The Knicks Are Getting Healthier

Short-handed lineup could get relief on Wednesday night

It's much too early to panic about the Knicks, but you can feel the concern mounting around and about the team. 

They have looked awful in three of their first five games, performances that have exacerbated every fear people had about them entering the season. 

The lack of a true point guard has left the offense stagnant at best and uninventive even when it generates points.

Depth was the other big question mark, one that hasn't found an answer as the team appears to be too thin to compete over the long haul. The team is top heavy and, no matter how talented, there's only so far you can go riding just two or three players.

Finally, there's the matter of the team having just a few minutes working together between the end of the lockout and the start of the regular season.

Upheaval has been a constant at the Garden in recent years and the latest round has left the team with little feel for one another as they try to make the best of the two bad situations above.

The only way that issue is going to resolve itself is through time and repetition, two things that have been further hampered by the injuries that have taken Amar'e Stoudemire, Jared Jeffries and the rookie Iman Shumpert out of the lineup.

Trying to make the other pieces fit has not gone well for Mike D'Antoni, something best evidenced by the way the team's offense has misfired in the first two weeks of the season.

It's a good thing, then, that the Knicks look like they are about to get some pieces back. Stoudemire and Shumpert are both game-time decisions for Wednesday night's game with the Bobcats, a development that should allow the Knicks to start finding their way toward becoming a better team.

Suggestions that the offense was better without Stoudemire after the Kings win were made with tongues at least partially in cheek because the team obviously benefits from having a player who can score in as many ways as Stoudemire can score. The key now is figuring out a way to use Stoudemire and Carmelo Anthony together in a way that maximizes both of their abilities.
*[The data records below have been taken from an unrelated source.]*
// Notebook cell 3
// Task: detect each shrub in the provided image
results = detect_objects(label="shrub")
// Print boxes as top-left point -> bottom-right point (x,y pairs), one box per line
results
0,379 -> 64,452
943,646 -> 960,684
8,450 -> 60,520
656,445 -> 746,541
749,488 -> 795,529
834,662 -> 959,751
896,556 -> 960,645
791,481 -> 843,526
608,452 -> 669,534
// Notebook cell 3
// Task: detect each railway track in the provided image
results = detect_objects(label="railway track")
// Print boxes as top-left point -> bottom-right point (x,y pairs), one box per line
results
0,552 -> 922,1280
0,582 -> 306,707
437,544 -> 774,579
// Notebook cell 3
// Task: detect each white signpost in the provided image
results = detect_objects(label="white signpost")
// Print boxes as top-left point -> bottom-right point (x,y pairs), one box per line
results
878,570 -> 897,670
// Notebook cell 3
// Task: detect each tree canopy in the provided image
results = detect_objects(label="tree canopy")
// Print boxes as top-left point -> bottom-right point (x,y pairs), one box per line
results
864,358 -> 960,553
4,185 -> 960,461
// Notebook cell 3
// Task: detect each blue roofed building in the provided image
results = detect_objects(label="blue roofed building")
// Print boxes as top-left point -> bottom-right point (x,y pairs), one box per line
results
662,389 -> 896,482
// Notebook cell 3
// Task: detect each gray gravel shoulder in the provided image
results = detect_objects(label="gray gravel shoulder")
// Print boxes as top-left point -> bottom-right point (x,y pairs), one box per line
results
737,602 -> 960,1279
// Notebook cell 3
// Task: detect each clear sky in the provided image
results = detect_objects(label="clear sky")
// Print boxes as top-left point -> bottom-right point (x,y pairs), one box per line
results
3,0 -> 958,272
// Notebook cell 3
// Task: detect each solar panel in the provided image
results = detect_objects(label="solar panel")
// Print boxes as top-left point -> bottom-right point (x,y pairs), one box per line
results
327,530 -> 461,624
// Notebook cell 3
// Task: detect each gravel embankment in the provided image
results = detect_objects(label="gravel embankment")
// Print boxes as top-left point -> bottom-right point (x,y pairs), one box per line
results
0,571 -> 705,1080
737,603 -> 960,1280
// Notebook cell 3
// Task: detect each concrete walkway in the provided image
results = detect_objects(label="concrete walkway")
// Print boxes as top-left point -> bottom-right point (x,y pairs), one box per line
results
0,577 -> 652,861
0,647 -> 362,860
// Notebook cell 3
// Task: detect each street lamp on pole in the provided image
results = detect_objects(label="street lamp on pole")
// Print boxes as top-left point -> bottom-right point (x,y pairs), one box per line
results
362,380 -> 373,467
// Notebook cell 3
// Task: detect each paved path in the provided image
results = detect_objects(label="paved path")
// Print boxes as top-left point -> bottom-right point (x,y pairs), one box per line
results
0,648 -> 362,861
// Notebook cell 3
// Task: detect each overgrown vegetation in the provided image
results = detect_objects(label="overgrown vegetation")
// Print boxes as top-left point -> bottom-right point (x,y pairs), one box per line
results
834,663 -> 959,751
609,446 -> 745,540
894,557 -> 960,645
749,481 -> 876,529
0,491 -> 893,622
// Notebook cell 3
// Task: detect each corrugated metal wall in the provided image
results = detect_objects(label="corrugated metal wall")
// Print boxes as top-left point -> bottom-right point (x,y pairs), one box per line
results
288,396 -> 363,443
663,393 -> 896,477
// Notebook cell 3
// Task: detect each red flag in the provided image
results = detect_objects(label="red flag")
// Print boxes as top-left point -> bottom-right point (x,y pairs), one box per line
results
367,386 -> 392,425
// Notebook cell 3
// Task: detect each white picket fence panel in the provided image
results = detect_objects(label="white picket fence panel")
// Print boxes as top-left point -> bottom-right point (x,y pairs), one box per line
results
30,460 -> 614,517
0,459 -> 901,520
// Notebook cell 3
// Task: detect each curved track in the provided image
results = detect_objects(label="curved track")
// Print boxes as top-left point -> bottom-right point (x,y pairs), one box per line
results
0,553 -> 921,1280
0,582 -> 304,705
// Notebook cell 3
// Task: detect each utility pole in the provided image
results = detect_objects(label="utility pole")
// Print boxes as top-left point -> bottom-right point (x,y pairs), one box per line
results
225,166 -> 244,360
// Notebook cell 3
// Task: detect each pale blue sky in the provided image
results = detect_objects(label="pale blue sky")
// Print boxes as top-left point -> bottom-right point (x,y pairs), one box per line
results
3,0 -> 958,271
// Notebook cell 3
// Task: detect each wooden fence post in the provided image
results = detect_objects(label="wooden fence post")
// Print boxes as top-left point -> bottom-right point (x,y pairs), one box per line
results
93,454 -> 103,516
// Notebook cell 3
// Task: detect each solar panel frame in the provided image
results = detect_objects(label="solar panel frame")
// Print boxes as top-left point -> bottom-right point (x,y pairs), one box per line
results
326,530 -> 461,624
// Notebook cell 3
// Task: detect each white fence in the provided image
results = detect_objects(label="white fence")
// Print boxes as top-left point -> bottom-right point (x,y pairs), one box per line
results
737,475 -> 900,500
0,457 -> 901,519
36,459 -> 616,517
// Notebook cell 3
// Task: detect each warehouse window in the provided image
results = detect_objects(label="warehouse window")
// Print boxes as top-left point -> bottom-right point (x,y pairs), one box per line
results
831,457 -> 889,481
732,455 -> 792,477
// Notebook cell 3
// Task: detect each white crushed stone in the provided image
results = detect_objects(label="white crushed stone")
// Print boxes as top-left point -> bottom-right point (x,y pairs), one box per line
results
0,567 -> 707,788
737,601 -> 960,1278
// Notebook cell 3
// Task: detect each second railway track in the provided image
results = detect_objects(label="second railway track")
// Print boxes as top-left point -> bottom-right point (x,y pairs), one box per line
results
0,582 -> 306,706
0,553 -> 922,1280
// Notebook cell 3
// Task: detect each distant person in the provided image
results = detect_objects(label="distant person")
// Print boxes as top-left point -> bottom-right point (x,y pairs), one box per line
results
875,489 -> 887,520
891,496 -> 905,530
It seems like they've been together much longer, but it is important to remember that Anthony just showed up in New York last February. The two men haven't played together all that much and they haven't had so much as a training camp together to work out a partnership that will just have to develop on the court during this season.

Shumpert needs time on the court just as badly, although calls for him to start over Landry Fields are both premature and ill-conceived.

Shumpert's brief opening day cameo showed that he can be a scorer on the second unit, something a team relying on Billy Walker and Steve Novak for minutes badly needs this season.

Fields still looks as lost as he did down the stretch last year, but that's not going to get better by changing his role once again. He's a good fit in the starting lineup because he doesn't need the ball to be effective while Shumpert is an ideal fit coming off the bench to score points when one or both of the Big Two are out of the game.

We haven't had much chance to watch a Knick team constructed in this manner. Wednesday night should give us a look and, if all goes well, provide a blueprint the team can follow on their way out of the messy start to the season.

And then we can all go back to waiting for Baron Davis to solve the point guard problem.